Autre point de désaccord, l'analyse de la lutte contre la récidive. Valls se prononce pour "une exigence accrue de prévisibilité et de fermeté de la loi pénale." Il dénonce le fait qu'un grand nombre de prévenus soient des récidivistes. "Il faut, en effet, souligner que les prévenus qui comparaissent devant la juridiction pénale ont déjà fait l'objet de plusieurs mises en garde préalables à leur comparution, voire de plusieurs gardes à vue. Ils sont multi-réitérants et inscrits dans des parcours délinquants, certes de plus ou moins grande gravité, mais en tout cas durablement", dénonce-t-il. Il cite une enquête réalisée par l'ONDRP [Observatoire national de la délinquance et des réponses pénales] créé en 2003, sous tutelle du Premier ministre.

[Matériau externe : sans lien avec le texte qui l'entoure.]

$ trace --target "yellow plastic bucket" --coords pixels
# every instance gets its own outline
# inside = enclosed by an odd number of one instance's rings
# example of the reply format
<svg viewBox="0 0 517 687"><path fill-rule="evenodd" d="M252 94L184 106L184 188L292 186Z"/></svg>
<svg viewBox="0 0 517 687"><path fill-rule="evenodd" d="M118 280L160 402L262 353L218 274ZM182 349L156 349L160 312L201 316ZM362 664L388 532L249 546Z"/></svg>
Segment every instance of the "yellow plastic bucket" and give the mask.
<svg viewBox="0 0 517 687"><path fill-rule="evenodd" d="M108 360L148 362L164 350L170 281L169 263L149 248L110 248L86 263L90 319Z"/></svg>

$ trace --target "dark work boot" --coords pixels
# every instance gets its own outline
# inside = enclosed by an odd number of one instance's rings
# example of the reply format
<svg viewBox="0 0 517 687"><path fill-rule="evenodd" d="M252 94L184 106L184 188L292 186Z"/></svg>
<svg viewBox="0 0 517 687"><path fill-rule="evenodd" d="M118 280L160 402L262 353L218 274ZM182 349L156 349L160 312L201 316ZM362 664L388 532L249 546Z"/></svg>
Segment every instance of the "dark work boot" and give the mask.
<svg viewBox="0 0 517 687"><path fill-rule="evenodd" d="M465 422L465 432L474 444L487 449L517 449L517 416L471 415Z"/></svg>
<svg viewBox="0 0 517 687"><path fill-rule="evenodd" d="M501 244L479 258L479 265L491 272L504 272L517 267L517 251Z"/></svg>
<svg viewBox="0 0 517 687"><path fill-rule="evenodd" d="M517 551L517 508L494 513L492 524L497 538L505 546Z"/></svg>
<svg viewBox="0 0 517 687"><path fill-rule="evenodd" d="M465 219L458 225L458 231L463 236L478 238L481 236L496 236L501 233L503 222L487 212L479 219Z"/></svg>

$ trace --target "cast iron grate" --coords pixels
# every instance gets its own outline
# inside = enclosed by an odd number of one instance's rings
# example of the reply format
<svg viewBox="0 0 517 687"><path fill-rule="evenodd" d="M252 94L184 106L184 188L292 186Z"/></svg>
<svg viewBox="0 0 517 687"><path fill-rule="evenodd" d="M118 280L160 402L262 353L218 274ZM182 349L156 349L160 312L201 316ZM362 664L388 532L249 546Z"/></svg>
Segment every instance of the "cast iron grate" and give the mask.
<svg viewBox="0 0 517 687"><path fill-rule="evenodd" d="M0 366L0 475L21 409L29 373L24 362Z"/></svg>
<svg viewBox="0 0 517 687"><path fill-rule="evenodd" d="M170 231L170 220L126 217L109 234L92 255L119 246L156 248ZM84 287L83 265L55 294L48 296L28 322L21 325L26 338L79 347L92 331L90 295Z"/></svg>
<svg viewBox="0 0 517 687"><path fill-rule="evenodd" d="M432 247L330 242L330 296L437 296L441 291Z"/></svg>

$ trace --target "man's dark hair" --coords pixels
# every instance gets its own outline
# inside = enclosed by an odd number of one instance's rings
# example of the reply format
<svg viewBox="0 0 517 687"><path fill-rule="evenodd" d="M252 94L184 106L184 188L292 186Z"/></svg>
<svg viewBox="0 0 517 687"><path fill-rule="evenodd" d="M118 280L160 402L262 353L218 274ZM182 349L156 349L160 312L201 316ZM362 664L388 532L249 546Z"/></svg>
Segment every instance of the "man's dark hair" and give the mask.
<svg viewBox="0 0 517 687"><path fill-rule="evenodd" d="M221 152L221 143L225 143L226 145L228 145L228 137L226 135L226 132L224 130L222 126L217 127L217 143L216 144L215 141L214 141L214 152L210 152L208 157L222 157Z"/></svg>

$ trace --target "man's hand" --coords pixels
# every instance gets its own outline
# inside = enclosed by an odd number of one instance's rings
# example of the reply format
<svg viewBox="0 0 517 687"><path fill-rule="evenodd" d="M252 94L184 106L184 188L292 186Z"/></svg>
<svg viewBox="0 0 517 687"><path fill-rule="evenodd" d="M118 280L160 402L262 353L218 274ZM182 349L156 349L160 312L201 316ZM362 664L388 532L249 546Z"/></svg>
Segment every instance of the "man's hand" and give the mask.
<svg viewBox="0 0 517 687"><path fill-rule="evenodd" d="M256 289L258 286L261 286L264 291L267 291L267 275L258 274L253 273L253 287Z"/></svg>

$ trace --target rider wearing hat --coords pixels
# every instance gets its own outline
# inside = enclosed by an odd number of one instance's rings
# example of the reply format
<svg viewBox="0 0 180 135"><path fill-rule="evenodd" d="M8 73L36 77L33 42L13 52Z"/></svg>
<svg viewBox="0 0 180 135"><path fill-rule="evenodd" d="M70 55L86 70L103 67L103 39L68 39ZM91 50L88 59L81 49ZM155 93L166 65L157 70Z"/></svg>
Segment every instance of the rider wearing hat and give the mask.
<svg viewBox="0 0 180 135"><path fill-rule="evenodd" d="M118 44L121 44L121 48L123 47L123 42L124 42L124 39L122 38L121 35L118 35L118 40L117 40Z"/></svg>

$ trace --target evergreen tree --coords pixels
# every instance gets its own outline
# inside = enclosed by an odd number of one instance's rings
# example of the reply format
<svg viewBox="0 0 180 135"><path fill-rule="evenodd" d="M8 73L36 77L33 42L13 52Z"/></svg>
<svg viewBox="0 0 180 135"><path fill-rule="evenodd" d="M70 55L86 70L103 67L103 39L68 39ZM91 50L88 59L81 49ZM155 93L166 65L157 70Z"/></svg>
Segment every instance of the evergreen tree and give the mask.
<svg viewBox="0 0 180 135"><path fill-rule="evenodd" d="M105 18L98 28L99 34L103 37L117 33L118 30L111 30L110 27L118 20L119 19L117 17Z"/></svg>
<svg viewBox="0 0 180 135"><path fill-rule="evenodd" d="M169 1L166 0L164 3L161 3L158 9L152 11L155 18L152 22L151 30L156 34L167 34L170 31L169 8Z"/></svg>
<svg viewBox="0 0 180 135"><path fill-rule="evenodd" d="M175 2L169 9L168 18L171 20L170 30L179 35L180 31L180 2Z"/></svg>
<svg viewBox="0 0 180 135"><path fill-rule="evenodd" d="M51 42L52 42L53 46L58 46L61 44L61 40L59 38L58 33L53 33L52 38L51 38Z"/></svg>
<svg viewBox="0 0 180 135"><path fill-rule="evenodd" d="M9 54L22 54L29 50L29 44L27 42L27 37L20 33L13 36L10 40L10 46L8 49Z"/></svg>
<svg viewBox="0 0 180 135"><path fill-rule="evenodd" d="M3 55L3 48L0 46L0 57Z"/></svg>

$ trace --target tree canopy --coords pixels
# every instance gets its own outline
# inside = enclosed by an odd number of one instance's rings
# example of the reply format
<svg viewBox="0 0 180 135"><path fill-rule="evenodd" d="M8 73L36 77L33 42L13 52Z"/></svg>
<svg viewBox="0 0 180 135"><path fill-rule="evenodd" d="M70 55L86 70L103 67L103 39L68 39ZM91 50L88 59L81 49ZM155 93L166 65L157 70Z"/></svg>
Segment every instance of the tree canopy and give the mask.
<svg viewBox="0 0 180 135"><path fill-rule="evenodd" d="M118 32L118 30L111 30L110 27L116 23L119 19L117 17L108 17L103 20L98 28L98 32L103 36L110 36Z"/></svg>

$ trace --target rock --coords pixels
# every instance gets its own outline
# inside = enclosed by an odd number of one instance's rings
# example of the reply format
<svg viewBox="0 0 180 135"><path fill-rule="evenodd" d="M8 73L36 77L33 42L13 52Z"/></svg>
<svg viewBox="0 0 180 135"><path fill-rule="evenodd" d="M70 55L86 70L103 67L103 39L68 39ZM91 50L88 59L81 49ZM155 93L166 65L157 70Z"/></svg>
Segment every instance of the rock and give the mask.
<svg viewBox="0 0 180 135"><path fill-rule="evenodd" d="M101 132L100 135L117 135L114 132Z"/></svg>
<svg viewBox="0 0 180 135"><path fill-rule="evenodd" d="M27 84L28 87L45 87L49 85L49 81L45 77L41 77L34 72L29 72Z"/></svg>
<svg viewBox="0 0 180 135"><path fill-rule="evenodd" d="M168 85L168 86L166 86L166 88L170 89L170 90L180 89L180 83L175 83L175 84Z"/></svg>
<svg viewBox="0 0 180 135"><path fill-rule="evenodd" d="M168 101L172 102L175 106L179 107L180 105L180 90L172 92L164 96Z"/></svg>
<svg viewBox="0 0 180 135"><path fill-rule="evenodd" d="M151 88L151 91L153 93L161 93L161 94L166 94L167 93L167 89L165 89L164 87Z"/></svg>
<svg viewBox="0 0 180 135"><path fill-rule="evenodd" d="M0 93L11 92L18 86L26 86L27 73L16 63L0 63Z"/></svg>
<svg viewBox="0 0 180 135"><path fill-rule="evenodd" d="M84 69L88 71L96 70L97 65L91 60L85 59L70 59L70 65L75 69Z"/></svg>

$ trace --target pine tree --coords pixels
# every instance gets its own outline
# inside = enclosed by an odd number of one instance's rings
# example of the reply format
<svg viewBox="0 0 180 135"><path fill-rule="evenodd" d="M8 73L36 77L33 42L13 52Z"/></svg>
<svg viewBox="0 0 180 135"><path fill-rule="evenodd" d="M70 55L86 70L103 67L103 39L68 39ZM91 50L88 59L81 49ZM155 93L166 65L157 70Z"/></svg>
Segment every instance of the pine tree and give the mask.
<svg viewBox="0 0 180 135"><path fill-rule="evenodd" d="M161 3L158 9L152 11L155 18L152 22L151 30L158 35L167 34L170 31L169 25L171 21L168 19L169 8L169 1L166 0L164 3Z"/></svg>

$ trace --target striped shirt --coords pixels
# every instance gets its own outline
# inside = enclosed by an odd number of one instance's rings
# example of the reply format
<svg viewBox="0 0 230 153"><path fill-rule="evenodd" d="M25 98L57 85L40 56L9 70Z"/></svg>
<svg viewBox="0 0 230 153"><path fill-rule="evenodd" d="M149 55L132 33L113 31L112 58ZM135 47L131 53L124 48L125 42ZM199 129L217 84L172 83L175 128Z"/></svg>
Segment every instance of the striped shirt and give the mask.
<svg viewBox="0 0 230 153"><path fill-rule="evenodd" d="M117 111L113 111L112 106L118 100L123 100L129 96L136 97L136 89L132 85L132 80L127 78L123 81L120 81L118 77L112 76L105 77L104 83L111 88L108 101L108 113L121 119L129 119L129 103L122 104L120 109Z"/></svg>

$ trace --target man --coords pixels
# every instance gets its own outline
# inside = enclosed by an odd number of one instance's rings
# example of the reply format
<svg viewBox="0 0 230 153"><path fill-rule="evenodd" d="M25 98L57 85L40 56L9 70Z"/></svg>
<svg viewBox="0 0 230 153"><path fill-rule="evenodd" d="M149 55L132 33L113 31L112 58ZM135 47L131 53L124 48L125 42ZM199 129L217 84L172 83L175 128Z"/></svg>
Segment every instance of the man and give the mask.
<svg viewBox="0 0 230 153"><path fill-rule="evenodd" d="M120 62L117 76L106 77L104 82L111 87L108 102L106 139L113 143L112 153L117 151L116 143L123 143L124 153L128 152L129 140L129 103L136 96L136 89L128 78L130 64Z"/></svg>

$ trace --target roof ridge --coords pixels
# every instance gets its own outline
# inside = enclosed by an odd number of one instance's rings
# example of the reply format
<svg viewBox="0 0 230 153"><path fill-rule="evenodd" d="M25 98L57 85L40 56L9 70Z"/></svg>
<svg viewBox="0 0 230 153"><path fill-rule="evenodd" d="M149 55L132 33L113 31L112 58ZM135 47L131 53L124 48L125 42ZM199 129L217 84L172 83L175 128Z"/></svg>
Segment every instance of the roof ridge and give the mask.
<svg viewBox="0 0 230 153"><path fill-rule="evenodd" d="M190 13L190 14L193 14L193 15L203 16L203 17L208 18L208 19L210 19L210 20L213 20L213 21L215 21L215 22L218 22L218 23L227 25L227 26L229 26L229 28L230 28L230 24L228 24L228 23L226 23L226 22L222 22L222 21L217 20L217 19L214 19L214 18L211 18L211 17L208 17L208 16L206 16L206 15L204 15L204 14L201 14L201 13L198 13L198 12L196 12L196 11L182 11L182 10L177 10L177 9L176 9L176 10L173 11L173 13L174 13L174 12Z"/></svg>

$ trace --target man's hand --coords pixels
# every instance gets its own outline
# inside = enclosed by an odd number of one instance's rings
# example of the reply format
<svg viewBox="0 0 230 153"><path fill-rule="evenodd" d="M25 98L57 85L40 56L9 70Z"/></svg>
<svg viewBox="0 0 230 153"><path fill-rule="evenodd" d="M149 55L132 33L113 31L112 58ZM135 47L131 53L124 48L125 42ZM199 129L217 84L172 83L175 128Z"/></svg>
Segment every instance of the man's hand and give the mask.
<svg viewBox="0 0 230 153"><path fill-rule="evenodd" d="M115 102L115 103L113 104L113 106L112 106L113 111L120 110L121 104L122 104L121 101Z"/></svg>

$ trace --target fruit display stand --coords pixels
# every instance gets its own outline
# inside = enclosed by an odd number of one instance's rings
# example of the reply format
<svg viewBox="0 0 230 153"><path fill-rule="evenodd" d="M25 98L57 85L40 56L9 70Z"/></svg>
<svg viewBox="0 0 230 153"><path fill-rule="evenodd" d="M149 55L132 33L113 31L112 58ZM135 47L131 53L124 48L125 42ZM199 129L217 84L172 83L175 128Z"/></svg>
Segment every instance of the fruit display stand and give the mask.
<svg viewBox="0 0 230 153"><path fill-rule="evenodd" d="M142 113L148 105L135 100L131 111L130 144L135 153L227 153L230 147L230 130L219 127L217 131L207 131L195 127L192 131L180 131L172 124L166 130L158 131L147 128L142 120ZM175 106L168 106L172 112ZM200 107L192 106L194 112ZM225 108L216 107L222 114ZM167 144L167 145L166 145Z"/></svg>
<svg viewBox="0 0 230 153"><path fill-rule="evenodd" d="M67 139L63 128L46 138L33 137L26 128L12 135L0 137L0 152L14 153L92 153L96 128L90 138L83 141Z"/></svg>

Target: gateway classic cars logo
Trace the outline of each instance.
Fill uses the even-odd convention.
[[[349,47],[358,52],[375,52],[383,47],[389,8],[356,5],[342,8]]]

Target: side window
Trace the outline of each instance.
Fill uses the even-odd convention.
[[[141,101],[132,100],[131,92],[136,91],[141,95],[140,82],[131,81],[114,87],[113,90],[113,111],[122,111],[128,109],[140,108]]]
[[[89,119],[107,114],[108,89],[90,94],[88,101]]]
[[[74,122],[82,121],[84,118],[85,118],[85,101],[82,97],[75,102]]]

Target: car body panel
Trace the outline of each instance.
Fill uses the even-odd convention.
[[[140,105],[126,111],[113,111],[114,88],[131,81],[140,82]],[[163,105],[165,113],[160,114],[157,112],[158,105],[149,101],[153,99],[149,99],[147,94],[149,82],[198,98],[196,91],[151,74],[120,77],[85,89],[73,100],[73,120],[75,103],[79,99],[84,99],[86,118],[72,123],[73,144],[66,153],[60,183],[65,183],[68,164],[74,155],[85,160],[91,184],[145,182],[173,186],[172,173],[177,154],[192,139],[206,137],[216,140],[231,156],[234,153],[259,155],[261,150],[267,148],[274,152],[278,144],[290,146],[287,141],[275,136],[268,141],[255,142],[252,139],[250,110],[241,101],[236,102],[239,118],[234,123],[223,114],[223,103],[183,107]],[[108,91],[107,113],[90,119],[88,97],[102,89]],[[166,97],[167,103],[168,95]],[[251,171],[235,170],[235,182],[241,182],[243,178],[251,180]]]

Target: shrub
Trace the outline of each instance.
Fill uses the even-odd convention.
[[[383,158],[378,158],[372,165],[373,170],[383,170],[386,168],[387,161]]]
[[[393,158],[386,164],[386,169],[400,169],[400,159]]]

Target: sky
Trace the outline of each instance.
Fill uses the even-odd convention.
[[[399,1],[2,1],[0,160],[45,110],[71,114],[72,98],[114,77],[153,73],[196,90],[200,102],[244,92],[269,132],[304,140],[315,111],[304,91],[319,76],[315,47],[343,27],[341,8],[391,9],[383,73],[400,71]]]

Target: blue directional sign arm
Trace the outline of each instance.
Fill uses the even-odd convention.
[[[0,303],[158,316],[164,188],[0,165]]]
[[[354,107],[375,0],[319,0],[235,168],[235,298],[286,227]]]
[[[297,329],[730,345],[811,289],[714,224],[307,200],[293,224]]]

Taubira, de son côté, a répondu dans une lettre publiée aussi dans Le Monde. Elle réfute la pertinence de l'étude de l'ONDRP citée. "Son exploitation est biaisée", dit-elle. "Cette étude n'a aucune portée générale puisqu'elle repose sur un échantillon de personnes sélectionnées justement parce qu'elles sont mises en cause dans plusieurs affaires, et en tirer quelque conclusion que ce soit sur le profil des personnes qui comparaissent en France devant les tribunaux correctionnels ne peut avoir aucune valeur statistique (...)"

Bataille de chiffres

Elle répond également sur un chiffre avancés par Valls (mais que l'on ne retrouve pas dans les extraits publiés dans Le Monde)."Le ministre de l'intérieur a notamment fait valoir que la délinquance demeurait préoccupante et que seuls 25% des personnes poursuivables comparaissaient devant les tribunaux correctionnels, et qu'ils étaient très majoritairement des multiréitérants", écrit Taubira. Selon la ministre, ce chiffre est "erroné", et sa présentation "tendancieuse". Erroné, car selon elle, le chiffre est de 51%. Et même en excluant le contentieux routier, qui est un des délits qui donne lieu à de nombreuses poursuites, le chiffre est de 41% assure-t-elle. Tendancieux, car les affaires poursuivables "donnent lieu à une réponse pénale qui peut être soit un renvoi devant une juridiction, soit une alternative aux poursuites comme un rappel à la loi ou un stage de citoyenneté, sans inscription au casier judiciaire", et donc pas seulement un passage devant un tribunal correctionnel.

C'est ce qu'explique également à @si, Laurent Mucchielli, sociologue critique du tout-répressif. "L'argument de Valls est fallacieux : toutes les affaires élucidées ne passent pas devant le tribunal, parce que depuis les années 80, la justice a inventé d'autres modes de traitement des affaires judiciaires, des alternatives qui permettent le désengorgement des tribunaux comme le rappel à la loi, les médiations". Nous avons joint le ministère de l'Intérieur et celui de la Justice pour élucider cette bataille de chiffres, ils ne nous avaient pas rappelé en fin d'après-midi.